Selon Durkheim, l'évolution sociale ne trouve pas son origine dans la constitution psychologique de l'homme. La cause déterminante d'un fait social doit être recherchée parmi les faits sociaux antérieurs. Il remet ici en question l'approche d'Auguste Comte pour qui l'homme est, par instinct,  poussé vers le progrès, ainsi que l'approche d'Herbert Spencer pour qui la recherche du bonheur constitue le moteur de développement d'une société de plus en plus complexe. Théories pour lesquelles leurs auteurs n'apportent aucune preuve de véracité. Dans la même perspective, Durkheim pose pour règle que "la fonction d'un fait social doit toujours être recherchée dans le rapport qu'il soutient avec quelque fin sociale". Ainsi, les faits sociaux ne doivent pas être considérés sous un angle psychologique.
Durkheim examine ensuite les éléments qui constituent le milieu social interne - les choses (objets matériels, droit, moeurs, monuments, produits de l'activité etc.) et les personnes - ne leur reconnaissant pas davantage de puissance motrice dans les transformations sociales même si elles exercent sur elles un certain poids. C'est le mileu humain qui en est le principal facteur actif, à travers le "volume de la société" (nombre d'unités sociales) et sa "densité dynamique" (nombre d'individus qui sont en relations, pas seulement commerciales mais aussi morales). La densité matérielle (développement des voies de communication et de transmission) est en général en phase avec la densité dynamique.
Pour Durkheim, c'est donc le milieu social qui est le facteur déterminant de l'évolution collective.

lundi 3 janvier 2011

Les règles de la méthode sociologique - différencier la psychologie de la sociologie- Emile Durkheim

Durkheim établit un parallèle entre la cellule vivante et les molécules qui la composent d'une part, et entre la société et les individus d'autre part, avançant qu'un "tout n'est pas identique à la somme de ses parties". L'association donne naissance à quelque chose de nouveau qui constitue l'objet d'étude de la sociologie, contrairement à la psychologie centrée sur l'être individuel.

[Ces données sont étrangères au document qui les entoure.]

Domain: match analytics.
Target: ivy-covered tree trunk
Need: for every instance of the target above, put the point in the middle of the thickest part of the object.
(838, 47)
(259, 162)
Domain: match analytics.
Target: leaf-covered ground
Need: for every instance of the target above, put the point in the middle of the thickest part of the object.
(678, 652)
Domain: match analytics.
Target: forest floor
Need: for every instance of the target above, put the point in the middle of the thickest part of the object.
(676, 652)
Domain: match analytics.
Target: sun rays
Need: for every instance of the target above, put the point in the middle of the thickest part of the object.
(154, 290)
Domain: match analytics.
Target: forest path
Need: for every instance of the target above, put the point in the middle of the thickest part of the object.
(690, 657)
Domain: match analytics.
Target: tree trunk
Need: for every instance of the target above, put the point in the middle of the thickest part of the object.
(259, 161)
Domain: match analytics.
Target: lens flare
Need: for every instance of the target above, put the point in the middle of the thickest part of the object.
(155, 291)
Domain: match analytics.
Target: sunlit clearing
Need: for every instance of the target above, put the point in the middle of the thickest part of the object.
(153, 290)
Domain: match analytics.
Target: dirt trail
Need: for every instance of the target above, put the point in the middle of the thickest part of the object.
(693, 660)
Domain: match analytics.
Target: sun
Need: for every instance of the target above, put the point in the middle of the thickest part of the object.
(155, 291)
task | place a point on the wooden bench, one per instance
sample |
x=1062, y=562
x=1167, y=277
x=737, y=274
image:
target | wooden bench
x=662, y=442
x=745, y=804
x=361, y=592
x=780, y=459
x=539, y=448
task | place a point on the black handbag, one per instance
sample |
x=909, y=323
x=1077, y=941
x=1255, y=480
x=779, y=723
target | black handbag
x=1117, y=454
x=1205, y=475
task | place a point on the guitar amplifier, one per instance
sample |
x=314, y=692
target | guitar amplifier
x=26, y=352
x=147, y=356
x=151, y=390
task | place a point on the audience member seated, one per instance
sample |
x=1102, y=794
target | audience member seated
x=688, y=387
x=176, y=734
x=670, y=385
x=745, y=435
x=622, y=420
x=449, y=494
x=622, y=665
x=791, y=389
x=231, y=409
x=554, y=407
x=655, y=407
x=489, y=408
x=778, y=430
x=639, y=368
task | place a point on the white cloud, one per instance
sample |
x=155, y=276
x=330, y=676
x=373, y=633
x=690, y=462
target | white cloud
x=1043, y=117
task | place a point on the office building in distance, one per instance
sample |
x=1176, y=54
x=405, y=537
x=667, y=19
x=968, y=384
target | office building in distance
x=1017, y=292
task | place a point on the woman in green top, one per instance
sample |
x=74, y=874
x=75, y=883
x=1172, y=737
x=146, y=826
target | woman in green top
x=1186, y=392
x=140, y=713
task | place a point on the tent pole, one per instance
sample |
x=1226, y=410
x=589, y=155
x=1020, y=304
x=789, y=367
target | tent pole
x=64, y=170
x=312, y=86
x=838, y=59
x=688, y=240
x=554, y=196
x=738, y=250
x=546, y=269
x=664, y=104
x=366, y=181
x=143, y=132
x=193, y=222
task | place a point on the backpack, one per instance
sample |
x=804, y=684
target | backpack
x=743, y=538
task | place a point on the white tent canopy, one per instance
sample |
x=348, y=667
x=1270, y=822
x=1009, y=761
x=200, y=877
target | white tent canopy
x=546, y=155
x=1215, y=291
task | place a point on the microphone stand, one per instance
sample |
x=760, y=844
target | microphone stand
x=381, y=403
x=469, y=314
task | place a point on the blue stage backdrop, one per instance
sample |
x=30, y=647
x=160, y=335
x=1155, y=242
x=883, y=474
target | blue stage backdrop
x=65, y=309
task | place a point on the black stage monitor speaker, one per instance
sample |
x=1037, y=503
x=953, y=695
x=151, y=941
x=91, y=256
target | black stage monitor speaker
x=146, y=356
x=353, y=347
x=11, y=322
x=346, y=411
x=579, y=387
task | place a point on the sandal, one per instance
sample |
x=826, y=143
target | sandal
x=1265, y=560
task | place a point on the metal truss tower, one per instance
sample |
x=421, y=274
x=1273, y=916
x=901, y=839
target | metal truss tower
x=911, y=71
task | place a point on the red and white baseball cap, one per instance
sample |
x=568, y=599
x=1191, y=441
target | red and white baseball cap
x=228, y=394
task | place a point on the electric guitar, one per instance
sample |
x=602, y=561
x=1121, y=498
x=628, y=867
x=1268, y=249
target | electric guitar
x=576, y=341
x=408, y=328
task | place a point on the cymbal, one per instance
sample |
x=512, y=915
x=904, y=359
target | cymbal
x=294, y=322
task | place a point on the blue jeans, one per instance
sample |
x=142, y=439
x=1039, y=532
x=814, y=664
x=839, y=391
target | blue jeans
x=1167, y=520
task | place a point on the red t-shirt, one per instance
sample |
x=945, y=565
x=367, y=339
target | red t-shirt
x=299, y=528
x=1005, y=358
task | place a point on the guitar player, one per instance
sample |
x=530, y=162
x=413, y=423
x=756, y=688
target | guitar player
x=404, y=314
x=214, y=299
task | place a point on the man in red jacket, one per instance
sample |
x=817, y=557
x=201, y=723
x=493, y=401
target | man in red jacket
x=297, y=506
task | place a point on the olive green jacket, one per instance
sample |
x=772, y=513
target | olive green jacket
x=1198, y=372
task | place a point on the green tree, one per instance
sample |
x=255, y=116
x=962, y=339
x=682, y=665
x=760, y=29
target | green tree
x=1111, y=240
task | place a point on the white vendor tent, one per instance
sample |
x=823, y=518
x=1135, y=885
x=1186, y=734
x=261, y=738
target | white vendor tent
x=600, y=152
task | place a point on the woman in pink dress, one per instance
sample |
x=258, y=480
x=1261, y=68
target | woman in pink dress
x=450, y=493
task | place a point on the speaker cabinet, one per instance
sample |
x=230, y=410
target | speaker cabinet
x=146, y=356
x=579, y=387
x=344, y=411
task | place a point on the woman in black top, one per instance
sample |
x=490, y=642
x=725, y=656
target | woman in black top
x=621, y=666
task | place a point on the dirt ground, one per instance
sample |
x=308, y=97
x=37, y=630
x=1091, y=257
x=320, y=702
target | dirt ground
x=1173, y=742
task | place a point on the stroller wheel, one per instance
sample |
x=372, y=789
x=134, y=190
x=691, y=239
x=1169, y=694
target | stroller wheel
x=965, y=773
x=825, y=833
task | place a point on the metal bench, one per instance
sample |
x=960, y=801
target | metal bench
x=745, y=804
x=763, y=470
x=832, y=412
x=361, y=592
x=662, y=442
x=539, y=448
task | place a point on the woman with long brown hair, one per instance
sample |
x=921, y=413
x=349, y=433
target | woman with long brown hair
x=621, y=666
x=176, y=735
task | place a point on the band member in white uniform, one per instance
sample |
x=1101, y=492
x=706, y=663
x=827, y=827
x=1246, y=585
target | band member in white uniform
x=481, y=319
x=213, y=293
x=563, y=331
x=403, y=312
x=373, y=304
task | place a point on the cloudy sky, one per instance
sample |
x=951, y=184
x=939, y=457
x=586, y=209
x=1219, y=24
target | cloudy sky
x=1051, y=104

La pression qu'il considère comme étant le signe distinctif des faits sociaux, domine l'individu tout en lui étant extérieure. Ainsi, la société est un système formé par l'association d'individus qui possède ses caractères propres. "Le groupe pense, sent, agit tout autrement que ne le feraient ses membres, s'ils étaient isolés". Ainsi les phénomènes de groupe ne peuvent-ils s'expliquer simplement par le psychisme individuel de chacun des membres du groupe. Les caractères généraux de la nature humaine n'expliquent pas les phénomènes sociaux mais les rendent possibles. C'est pourquoi Durkheim considère toutefois qu'une connaissance de la psychologie peut constituer une bonne base pour aller vers la sociologie. Durkheim illustre son propos à la confusion de certains sociologues qui ont considéré que la religion, le mariage ou la famille s'expliquent par des sentiments de religiosité naturelle, de jalousie sexuelle ou de pitié filiale inhérentes à la nature humaine (à son psychisme) alors qu'en fonction des conditions sociales ou d'une société à l'autre, elles varient considérablement dans leur forme, voire n'existent pas. "C'est donc que ses sentiments résultent de l'organisation collective, loin d'en être la base".